29/05/2024 (modifier)
Par Alix
Note: 4/5
Couverture de la série Arrêt de jeu - Journal d'un footballeur mal dans ses pompes
Arrêt de jeu - Journal d'un footballeur mal dans ses pompes

Le foot a toujours fait partie de ma vie, je suivais religieusement le championnat français dans ma jeunesse, et je m’intéresse beaucoup au championnat anglais depuis mon déménagement en Angleterre. J’y ai aussi beaucoup joué, mais entre amis, jamais en club, parce que je ressentais justement le même malaise que Maxime Schertenleib. Je me suis toujours senti trop faible, pas assez « homme ». J’ai donc été fasciné par ce témoignage cathartique, par cette vision tellement cynique d’un sport que j’aime pourtant beaucoup.
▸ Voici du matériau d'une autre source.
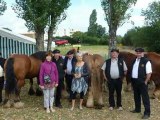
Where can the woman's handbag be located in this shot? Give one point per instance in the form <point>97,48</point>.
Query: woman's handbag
<point>1,71</point>
<point>47,78</point>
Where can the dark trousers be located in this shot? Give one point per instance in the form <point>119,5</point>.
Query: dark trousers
<point>75,93</point>
<point>1,87</point>
<point>141,89</point>
<point>69,83</point>
<point>115,85</point>
<point>59,91</point>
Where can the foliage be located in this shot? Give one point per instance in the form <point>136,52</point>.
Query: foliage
<point>94,29</point>
<point>56,15</point>
<point>152,13</point>
<point>3,6</point>
<point>128,38</point>
<point>115,15</point>
<point>34,12</point>
<point>147,36</point>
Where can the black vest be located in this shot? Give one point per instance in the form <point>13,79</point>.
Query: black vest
<point>120,67</point>
<point>60,66</point>
<point>141,68</point>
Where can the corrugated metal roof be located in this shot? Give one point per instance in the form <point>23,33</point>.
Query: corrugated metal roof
<point>16,36</point>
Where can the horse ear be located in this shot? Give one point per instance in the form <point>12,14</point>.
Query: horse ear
<point>78,50</point>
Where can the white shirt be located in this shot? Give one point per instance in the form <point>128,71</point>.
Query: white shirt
<point>114,71</point>
<point>135,68</point>
<point>69,66</point>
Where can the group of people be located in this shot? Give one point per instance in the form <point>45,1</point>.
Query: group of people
<point>114,70</point>
<point>52,73</point>
<point>75,71</point>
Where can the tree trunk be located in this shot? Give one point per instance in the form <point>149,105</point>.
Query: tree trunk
<point>39,40</point>
<point>112,39</point>
<point>50,36</point>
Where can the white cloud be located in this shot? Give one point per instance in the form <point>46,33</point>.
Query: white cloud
<point>78,17</point>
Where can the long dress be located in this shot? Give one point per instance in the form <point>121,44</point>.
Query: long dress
<point>79,84</point>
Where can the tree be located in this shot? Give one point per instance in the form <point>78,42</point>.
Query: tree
<point>152,13</point>
<point>3,7</point>
<point>35,13</point>
<point>115,15</point>
<point>56,15</point>
<point>92,23</point>
<point>94,29</point>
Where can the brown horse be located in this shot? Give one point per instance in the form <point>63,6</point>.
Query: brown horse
<point>18,68</point>
<point>95,91</point>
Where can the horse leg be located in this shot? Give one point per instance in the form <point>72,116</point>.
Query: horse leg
<point>31,90</point>
<point>100,80</point>
<point>17,103</point>
<point>90,102</point>
<point>1,87</point>
<point>38,90</point>
<point>7,102</point>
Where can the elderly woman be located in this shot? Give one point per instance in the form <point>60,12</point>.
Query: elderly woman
<point>48,81</point>
<point>79,82</point>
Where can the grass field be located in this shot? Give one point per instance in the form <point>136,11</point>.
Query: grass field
<point>86,48</point>
<point>33,109</point>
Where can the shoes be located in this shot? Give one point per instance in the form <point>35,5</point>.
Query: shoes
<point>134,111</point>
<point>72,108</point>
<point>110,108</point>
<point>59,106</point>
<point>120,108</point>
<point>52,110</point>
<point>47,110</point>
<point>145,116</point>
<point>80,107</point>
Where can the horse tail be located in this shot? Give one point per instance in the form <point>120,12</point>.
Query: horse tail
<point>10,76</point>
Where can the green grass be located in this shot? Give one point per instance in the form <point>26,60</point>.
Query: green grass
<point>33,109</point>
<point>96,49</point>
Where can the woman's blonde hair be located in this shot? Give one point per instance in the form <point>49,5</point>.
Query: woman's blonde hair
<point>79,54</point>
<point>49,53</point>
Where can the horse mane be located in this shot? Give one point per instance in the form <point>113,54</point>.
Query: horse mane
<point>123,54</point>
<point>39,55</point>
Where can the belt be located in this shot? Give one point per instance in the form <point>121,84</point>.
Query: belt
<point>115,79</point>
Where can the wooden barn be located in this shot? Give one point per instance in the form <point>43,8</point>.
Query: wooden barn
<point>11,42</point>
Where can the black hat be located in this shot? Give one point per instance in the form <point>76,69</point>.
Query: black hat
<point>115,50</point>
<point>69,52</point>
<point>56,51</point>
<point>139,50</point>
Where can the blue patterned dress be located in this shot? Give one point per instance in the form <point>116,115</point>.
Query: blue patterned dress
<point>79,84</point>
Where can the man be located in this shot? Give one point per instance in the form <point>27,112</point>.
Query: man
<point>2,61</point>
<point>69,62</point>
<point>114,70</point>
<point>140,75</point>
<point>60,66</point>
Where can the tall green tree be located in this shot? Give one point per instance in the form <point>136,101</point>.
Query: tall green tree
<point>115,15</point>
<point>35,13</point>
<point>92,29</point>
<point>56,15</point>
<point>3,7</point>
<point>152,13</point>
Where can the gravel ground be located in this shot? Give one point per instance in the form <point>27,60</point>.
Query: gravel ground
<point>33,110</point>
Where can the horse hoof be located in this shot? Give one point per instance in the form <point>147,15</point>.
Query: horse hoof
<point>7,104</point>
<point>18,105</point>
<point>31,92</point>
<point>39,92</point>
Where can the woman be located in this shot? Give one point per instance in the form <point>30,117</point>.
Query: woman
<point>48,81</point>
<point>79,82</point>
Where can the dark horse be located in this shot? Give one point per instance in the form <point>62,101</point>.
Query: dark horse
<point>17,68</point>
<point>2,61</point>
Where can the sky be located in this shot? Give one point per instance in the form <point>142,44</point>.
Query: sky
<point>77,17</point>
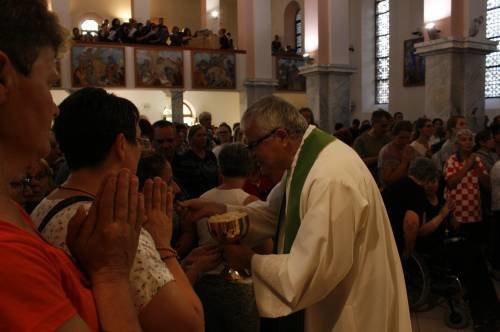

J’ai fini par me demander si l’auteur n’en faisait pas un peu trop, si son cas était peut-être extrême, et pas forcément représentatif. De même, ce genre de comportement est-il spécifique au foot ? A tous les sports d’équipe ? Ou le retrouve-t-on dans tout regroupement masculin de manière plus générale ? L’excellente postface du journaliste sportif Chérif Ghemmour illustre le propos, et cite de nombreux exemples de joueurs connus broyés par le monde du football et ses tendances chauvinistes, misogynes, racistes et homophobes. L’auteur conclut son récit en prétendant vouloir faire face à ses démons, et confronter ce genre de masculinité toxique… mais dommage que l’album se termine sans nous raconter le résultat de cette démarche louable mais compliquée. Je ressors en tout cas troublé, voire ébranlé de ma lecture… je vais quand même suivre le match de l’OM ce soir contre Atalanta, puis celui des Wolverhampton Wanderers ce weekend contre Crystal Palace, mais avec un léger goût amer dans la bouche, je pense. Et je serais curieux d’avoir l’avis d’autres fans de football sur cet excellent premier album.

29/05/2024 (modifier)
Par Spooky
Note: 4/5
Couverture de la série Le Loup des Cordeliers
Le Loup des Cordeliers

Je savais qu'Henri Lœvenbruck avait écrit pas mal de polars historiques, mais ne les ai pas lus, et encore moins les adaptations. C'est donc en n'en sachant pas grand-chose que j'ai abordé cette nouvelle série, qui met en scène un journaliste spécialiste des chiens écrasés qui tombe par hasard sur une affaire de meurtres en série dans une ville de Paris qui s'apprête à basculer dans ce qu'on appellera par la suite la Révolution française. Et je dois avouer que c'est une belle découverte. Le personnage de Gabriel Joly est intéressant, même si je trouve qu'il est presque aussi fort que Sherlock Holmes en termes de déduction. Il y a une galerie de personnages assez bien campée autour de lui, du "pirate" au commissaire en passant par l'archiviste muette. L'ambiance si particulière de l'année 1789 est plutôt prenante, l'auteur de l'œuvre originale (et son adaptateur, Philippe Thirault) combinant les séquences historiques et les scènes d'investigation, les deux trames étant peut-être liées. C'est relativement complexe, mais on arrive à ne pas perdre le fil, grâce au personnage de Gabriel, qui sert de fil rouge. Le dessin est assuré par Damien Jacob, dont c'est visiblement le premier album complet. Il fait preuve d'une belle énergie dans une mise en scène inventive. Au départ je trouvais les couleurs ternes, mais au fil des pages on s'habitue. On passe un très bon moment de lecture, je lirai la suite avec plaisir.